新井選手会会長 加藤コミッショナーを痛烈批判

[ 2012年9月5日 06:00 ]

会見の最後に自ら切り出し、コミッショナーの発言に遺憾の意を述べる新井会長(右は松原事務局長)

選手会がWBC参加正式表明

 WBCへの出場を表明した労組・日本プロ野球選手会の新井貴浩会長(35=阪神)が、会見で日本野球機構(NPB)の加藤良三コミッショナー(70)を公然と批判した。選手会側はNPBが大会運営会社WBCインク(WBCI)との交渉の結果、要望がおおむね実現したことを受け不参加決議は撤回した。しかし、出場に至る過程において漏らした加藤コミッショナーの発言に注文をつけた格好だ。

 7月20日の不参加決議から46日目。ついに日本のWBC出場が決まった。新井会長の会見は、心配をかけたファンに対するおわび、真剣に向き合ってきた選手全員へ謝意を示すなど穏やかに進んだ。その表情が一変したのは、終了間際だ。自ら右手を挙げ、「最後にいいですか?」と司会者を制すると、加藤コミッショナーに対する異例の批判を展開した。

 「WBC不参加の件について選手はこの問題に真剣に取り組んで、MLBに対してしっかりと野球のこれからのことを考えて対応しました。その一連の中での加藤コミッショナーの発言というものは残念でなりません」

 指摘したのは8月28日の「参加すべきだと思う。(東日本大震災の)震災復興という意味でもWBCを見たいという人がいる」という発言。まだ日本の権利獲得のために主催者サイドと交渉途中であるにもかかわらず、問題を「ファンのために」とすり替え、出場を求める発言が我慢ならなかった。新井会長は日本代表が持つべき権利の交渉などは、本来NPB主導で行われるべきと主張し「トップである加藤コミッショナーが主導権を取り、MLBと対決しないといけない」と訴えた。

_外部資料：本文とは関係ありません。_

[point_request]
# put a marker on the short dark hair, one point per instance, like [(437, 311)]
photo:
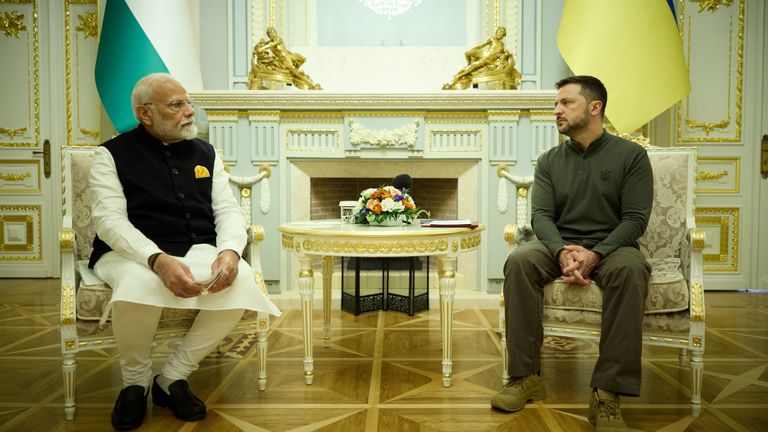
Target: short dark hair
[(591, 88)]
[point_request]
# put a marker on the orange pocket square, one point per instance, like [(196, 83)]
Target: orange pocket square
[(201, 172)]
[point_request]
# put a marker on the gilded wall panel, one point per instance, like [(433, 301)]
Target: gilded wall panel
[(20, 233), (19, 176), (718, 175), (20, 74), (81, 26), (312, 140), (713, 41), (721, 228), (455, 140)]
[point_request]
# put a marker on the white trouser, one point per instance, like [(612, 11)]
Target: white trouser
[(134, 326)]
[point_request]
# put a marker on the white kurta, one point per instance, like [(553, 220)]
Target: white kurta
[(125, 269)]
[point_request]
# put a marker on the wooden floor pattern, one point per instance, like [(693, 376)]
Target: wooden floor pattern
[(382, 372)]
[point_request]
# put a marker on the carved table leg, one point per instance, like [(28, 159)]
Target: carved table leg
[(327, 285), (306, 291), (447, 276)]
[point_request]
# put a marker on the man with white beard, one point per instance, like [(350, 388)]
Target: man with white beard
[(165, 218)]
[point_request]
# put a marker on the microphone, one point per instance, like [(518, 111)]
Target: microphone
[(402, 182)]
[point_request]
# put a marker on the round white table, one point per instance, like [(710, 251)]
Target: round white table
[(330, 238)]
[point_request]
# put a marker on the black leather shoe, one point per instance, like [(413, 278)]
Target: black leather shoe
[(130, 408), (183, 403)]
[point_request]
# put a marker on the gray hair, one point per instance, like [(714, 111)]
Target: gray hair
[(143, 90)]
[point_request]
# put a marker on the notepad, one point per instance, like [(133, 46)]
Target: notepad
[(447, 223)]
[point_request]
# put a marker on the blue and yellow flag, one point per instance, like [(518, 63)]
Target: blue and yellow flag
[(139, 37), (634, 48)]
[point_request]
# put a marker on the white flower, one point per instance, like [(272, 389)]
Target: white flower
[(390, 205), (366, 194)]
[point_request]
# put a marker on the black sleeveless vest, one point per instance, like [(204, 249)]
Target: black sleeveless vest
[(167, 189)]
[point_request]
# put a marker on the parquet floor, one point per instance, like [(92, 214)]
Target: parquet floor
[(382, 372)]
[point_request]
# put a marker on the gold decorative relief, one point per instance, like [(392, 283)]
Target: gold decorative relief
[(66, 239), (79, 52), (698, 239), (21, 27), (67, 306), (687, 125), (723, 223), (706, 175), (708, 127), (257, 233), (712, 5), (287, 241), (509, 233), (697, 302), (18, 226), (15, 177), (89, 25), (12, 23), (723, 177), (90, 133), (13, 133), (470, 242)]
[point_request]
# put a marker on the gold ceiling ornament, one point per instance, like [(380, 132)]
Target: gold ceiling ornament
[(12, 23), (272, 62), (89, 25), (712, 5), (488, 62)]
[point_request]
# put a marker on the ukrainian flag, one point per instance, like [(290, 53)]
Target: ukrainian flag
[(139, 37), (634, 48)]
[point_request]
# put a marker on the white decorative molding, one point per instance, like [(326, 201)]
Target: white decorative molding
[(401, 137)]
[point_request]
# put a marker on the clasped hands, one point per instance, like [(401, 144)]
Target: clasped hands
[(576, 263), (177, 277)]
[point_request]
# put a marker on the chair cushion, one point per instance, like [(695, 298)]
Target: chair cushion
[(671, 324), (667, 291), (93, 296)]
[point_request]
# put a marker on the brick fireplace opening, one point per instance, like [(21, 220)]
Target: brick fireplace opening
[(317, 185)]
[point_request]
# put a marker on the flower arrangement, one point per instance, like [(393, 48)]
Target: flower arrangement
[(384, 204)]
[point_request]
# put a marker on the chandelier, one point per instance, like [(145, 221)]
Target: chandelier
[(390, 8)]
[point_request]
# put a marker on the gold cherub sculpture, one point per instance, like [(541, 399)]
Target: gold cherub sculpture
[(272, 62), (488, 62)]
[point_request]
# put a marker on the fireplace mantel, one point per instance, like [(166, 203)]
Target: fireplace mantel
[(321, 100), (299, 134)]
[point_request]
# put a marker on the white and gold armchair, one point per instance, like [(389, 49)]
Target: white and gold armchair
[(674, 309), (84, 298)]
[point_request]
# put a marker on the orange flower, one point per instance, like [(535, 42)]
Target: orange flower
[(374, 206), (380, 194)]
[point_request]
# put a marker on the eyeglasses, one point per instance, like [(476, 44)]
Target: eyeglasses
[(176, 106)]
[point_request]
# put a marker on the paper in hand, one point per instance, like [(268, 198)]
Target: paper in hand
[(207, 283)]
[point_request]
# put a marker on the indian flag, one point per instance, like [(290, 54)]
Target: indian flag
[(634, 48), (139, 37)]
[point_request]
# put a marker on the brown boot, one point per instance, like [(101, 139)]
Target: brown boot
[(513, 396), (605, 414)]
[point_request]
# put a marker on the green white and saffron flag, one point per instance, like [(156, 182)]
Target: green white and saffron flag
[(634, 48), (139, 37)]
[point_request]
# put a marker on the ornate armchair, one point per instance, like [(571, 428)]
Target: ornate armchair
[(674, 309), (84, 313)]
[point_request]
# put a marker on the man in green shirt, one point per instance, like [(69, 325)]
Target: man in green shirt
[(591, 201)]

 今回、加藤コミッショナーがMLBやWBCIとの直接交渉に乗り出すことはなかった。いつまでも静観する姿は、シーズン中にもかかわらず練習前の貴重な時間を使って事務折衝や打ち合わせを続けてきた選手会側には、歯がゆかったに違いない。出場か否か。その瀬戸際で発した球界トップの言葉が、無責任に聞こえても仕方なかった。

 新井会長はこの日、試合を控え出席できない各球団の選手会役員と電話で話をした上で、大阪近郊に滞在中の阪神・関本、巨人・内海、ロッテ・大松、今江ら選手会役員と協議し、WBCに参加することを決定。午前中にNPBにも伝えた。

 参加を決めた理由として新井会長が挙げたのは(1)選手会が主張していたスポンサー権、商品化権をおおむねMLBが認めたこと(2)NPBが(代表の)権利をしっかり管理し、事業部局を立ち上げるなどビジネスの構築を約束したこと、の2点。

 これらは選手会が大会主催者側に拳を振り上げ、NPBとの事務折衝の中で要求し獲得したもの。大きな収穫を得た一方で、新井会長は「これからが大事」とNPBに対しては継続的なリーダーシップを求めた。加藤コミッショナーへの批判は、大会3連覇へ向けて始動する前の最後にして痛烈なメッセージだった。

 ▼選手会・松原徹事務局長(新井会長のコミッショナー批判について)これだけは言わせてほしいとのことだったので、じゃあ最後に…と。トップの人が分かっていない発言になえたというか、がっかりでした。ただ「ファンのために」とすり替えて。われわれも次世代のファンのために頑張っていた。

 ▽加藤コミッショナーの発言 NPBと選手会の事務折衝を翌日に控えた8月28日、日本の立場について「参加すべきだと思う。(東日本大震災の)震災復興という意味でも、WBCを見たいという人がいると思う」と発言。「日本の野球ファンの夢をつなぐ必要がある」「最終的に日本の勝利感が得られるのはアメリカを倒すこと。それがファンの夢」などと見解を述べた。